The point, of course, is that Grinderman's self-titled album was a gleefully crude, immature, and crass record by a group of scraggly-haired men who should have, and in fact did, know better. The greatest strength of the record, evidenced in the stupidly simple noise riffs of songs like "Get It On" and "No Pussy Blues", was that it sounded like the band simply didn't care what they were playing.
Grinderman 2 feels like the necessary next step for the band: namely a record that sounds more sophisticated than noisy garage jams. Which is not to say that the record doesn't retain much of the same energy that permeated the group's debut, just that it's been fashioned into something more sophisticated.
Opener "Mickey Mouse and the Goodbye Man", for example, reintroduces the nasty fuzzy, blues-noise riffs of the group's debut with brutal quiet-loud dynamics and shrieking wah pedal abuse. "I woke up this morning/Thought what am I doing here?" Cave whispers before belting out the almost nonsensical chorus. The song ideas, however, are not the same as those contained on the group's debut: there's a far greater sense of climax when the heavy choruses hit, not to mentioned more complex riffing. "When My Baby Comes" is perhaps the record's most sophisticated cut, complete with Tom Waits styled percussion, a chorus of falsetto backing vocals, and supremely heavy stoner-rock dynamics, while "What I Know" is the tasteful Grinderman version of an acoustic ballad and "Kitchenette" is perhaps the first genuinely sexy song of the group's catalogue.

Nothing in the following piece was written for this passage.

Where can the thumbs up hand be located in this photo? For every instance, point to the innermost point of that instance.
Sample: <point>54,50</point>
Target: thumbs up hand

Grinderman 2, undoubtedly, is a better record than its predecessor, but while it's more diverse, fun, and engaging than
Grinderman, I can't help but miss the crudeness of that album. While "Mickey Mouse and the Goodbye Man", "Heathen Child" and "Evil" certainly try, nothing here stomps quite as hard as "No Pussy Blues" or "Get It On". My complaint, however, is a small one, and there is no doubt in my mind that I'd be disappointed if the group stuck to same formula they employed on their debut. Indeed,
Grinderman 2 is actually a far more listen-able record, with far more replay value, and this is what I'll remember when I find myself nostalgic for the dumb simplicity of the first album. Even if it is a marginally less appropriate soundtrack to imagine a 53 year old man kicking a plastic horse to.